Nigeria's inflation rate jumped to 11.44% in December 2018 from 11.28% recorded in November 2018, the National Bureau of Statistics (NBS) has said.

The Bureau, in its “CPI and Inflation Report’’ for December 2018 released in Abuja on Wednesday, January 16, 2018, stated that the figure was 0.16% points higher than the rate recorded in November same year.

The rise is the highest inflation figure since June 2018.

According to the report, increases were recorded in all Classification of Individual Consumption by Purpose divisions that yielded the Headline index.

NBS says the headline index increased by 0.74% in the period under review by 0.06% points from the rate recorded in Nov. 2018 (0.80%) on a month-on-month basis.

Urban and rural inflation rates jump

NBS report states that urban inflation rate increased to 11.73% (year-on-year) in December 2018 from 11.61% recorded in November of the same year.

Also, rural inflation rate increased to 11.18% in December 2018 from 10.99% in November 2018.

On a month-on-month basis, the urban index rose by 0.76% in the period under review, showing a decline of 0.07% from 0.83% recorded in November 2018.”

NBS said the rural index also rose by 0.72% in December 2018, indicating a decrease of 0.06% from the rate of 0.78% recorded in November 2018.

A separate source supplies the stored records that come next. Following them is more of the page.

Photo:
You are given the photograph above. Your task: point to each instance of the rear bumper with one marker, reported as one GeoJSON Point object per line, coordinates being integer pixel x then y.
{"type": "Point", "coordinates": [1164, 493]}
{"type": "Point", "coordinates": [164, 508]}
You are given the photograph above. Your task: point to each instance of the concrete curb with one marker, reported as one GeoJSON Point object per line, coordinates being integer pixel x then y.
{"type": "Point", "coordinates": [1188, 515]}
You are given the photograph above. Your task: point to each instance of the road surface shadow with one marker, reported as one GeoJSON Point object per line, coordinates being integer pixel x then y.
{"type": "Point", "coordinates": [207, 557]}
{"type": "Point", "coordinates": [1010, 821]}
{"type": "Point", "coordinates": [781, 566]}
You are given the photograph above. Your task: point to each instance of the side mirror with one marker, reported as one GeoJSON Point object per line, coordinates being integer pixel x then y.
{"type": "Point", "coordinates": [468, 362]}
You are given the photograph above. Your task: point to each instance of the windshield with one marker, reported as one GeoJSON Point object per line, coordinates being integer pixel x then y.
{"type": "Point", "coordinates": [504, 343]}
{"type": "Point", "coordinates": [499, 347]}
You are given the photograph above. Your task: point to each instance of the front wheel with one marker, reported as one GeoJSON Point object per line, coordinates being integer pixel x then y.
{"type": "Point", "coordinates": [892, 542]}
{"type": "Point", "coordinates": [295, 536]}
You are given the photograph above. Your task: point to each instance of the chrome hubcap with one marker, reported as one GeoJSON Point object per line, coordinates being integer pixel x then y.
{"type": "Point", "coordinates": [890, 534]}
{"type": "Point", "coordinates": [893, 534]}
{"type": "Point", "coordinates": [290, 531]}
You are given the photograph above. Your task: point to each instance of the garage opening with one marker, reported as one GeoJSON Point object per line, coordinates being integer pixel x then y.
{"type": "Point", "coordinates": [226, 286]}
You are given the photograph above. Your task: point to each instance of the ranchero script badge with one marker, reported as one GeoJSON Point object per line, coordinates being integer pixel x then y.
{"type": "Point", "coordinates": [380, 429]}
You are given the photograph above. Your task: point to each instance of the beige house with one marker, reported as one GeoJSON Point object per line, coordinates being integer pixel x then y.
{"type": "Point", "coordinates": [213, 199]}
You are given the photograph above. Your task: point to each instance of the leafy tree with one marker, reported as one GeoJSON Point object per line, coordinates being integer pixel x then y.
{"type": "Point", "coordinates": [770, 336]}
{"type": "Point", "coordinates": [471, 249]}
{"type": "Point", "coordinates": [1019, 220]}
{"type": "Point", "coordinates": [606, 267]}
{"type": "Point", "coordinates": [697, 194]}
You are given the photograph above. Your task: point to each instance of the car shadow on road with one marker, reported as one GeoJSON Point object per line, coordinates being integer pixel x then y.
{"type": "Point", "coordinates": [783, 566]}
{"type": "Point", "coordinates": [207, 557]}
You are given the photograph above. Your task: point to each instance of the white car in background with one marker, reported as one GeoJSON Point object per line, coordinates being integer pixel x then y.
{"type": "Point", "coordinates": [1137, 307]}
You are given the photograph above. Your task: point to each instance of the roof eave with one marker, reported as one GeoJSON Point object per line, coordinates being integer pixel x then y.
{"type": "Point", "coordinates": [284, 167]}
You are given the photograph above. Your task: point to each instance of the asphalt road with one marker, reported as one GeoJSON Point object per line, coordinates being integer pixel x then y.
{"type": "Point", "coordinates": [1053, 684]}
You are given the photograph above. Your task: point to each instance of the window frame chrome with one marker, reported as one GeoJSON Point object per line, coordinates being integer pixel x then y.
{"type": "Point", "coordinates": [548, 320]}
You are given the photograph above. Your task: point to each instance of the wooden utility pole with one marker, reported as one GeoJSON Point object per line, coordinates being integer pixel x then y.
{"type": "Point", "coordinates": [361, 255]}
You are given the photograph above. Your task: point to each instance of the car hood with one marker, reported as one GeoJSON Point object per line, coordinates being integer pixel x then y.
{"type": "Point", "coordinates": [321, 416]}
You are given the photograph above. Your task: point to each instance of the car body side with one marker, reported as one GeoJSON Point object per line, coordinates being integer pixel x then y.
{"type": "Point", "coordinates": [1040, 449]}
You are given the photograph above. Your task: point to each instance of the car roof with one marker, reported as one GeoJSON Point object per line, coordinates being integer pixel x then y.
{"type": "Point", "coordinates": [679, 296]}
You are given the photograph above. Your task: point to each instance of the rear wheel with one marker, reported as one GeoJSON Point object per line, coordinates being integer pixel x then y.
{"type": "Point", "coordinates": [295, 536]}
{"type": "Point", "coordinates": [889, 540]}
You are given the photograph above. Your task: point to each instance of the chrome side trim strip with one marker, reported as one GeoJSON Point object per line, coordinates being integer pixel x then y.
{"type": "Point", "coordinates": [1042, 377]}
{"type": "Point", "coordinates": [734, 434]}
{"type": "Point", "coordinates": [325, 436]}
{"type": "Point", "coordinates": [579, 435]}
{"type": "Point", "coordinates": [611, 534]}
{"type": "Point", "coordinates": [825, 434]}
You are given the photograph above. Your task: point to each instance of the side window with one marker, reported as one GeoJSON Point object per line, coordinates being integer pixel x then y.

CBN MPC meets for the first time in 2019 to set key policy rates

Central Bank Governor Godwin Emefiele speaks during the monthly Monetary Policy Committee meeting in Abuja, Nigeria January 26, 2016.

The NBS report is coming less than a week to the first Central Bank of Nigeria Monetary Policy Committee (MPC) meeting.

The apex bank will meet between January 21 and 22, 2019 in Abuja to make decisions on key lending rates.

How it may affect citizens

  • The Central bank of Nigeria may increase interest rates to moderate the inflation rate in the short run.
  • Fixed income earners find it difficult to get more items – reduce purchasing power. Take home pay may not get home.
  • Consumers with a loan facility may find it difficult to pay and hence, may lead to bad debt for commercial banks.
  • It will affect a country's exchange rate – Nigeria naira may depreciate further against other currencies – exchanging at a high rate per a dollar.
  • It poses great uncertainty for the Nigerian market.